多くの怪談愛好家たちにスルーされがちな「怪談百年周期説」よりも、本書の白眉は、著者の考える怪談の本質にあります。第五章「平成の怪談作家たち」で、著者は自身が編集長を務める「幽」を「怪談小説専門誌」ではなく「怪談専門誌」と銘打った理由を次のように述べています。
「およそ怪談くらい、その名を冠する諸ジャンル――怪談小説、怪談実話、怪談漫画、怪談映画、怪談芝居、怪談噺等々のジャンルが、相拮抗して存立してきた分野も珍しいと思うのだ。特にポイントとなるのが『実話』で、恋愛映画とかSF漫画とはいっても、恋愛実話、SF実話というものは、ジャンルとして想定しにくい。
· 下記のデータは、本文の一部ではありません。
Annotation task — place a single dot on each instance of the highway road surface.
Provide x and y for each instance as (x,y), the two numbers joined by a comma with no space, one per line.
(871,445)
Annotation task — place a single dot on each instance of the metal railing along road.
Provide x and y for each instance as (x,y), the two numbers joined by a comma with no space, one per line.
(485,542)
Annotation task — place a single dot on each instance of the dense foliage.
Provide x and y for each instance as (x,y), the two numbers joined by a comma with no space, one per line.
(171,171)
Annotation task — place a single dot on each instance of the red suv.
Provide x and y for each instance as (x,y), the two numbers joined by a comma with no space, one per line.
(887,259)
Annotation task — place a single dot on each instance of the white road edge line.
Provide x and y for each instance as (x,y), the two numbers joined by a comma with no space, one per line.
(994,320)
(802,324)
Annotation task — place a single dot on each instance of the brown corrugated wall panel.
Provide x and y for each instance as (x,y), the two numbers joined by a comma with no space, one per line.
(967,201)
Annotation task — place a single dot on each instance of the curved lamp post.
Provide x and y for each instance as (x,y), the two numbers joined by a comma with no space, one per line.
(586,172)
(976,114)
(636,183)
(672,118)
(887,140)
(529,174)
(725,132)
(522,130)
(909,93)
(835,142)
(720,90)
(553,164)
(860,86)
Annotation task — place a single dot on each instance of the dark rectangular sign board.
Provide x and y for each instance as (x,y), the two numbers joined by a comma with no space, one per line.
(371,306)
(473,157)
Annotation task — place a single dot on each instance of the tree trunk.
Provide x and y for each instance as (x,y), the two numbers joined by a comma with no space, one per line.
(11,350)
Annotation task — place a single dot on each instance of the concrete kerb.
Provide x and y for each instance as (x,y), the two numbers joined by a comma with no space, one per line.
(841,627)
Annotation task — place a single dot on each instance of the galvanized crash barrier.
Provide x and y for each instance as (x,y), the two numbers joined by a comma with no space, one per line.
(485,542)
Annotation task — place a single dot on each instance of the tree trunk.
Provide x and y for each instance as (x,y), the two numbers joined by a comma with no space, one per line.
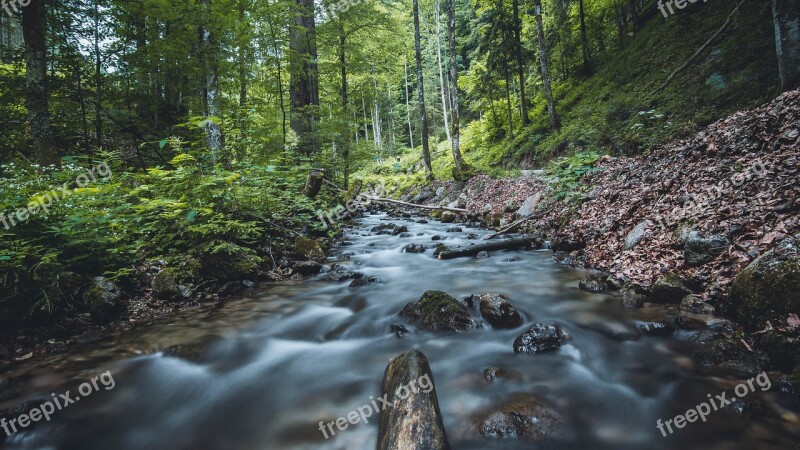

まあ、『犯罪』ならば、実話でも小説でも大丈夫だろうが、犯罪漫画とか犯罪芝居、犯罪噺というのは・・・・・」
そんなこんなで「幽」では「怪談小説」「怪談実話」「怪談漫画」を三本柱に据えることになったそうですが、ここには「怪談」というジャンルの特殊性が見事に語られています。
そして、誰でも知っているように、日本では昔から「怪談」は夏の風物詩として受容されてきたことを指摘しつつ、次のように述べます。
「心胆を寒からしめることで銷夏の一助とする。だから蒸し暑い夏場が怪談のシーズンなのだ――という解釈は、感覚的には得心させられるけれども、実のところ俗説である。むしろ注目すべきは、お盆の風習との関わりなのだ。
釈迦の弟子・目連尊者が、餓鬼道にあって苦しむ母親を救うための供養をしたという『盂蘭盆経』の伝承にもとづく盂蘭盆会は、日本古来の祖霊信仰と結びついて、近世にいたると精霊会、魂祭などの名称で民間に定着をみた。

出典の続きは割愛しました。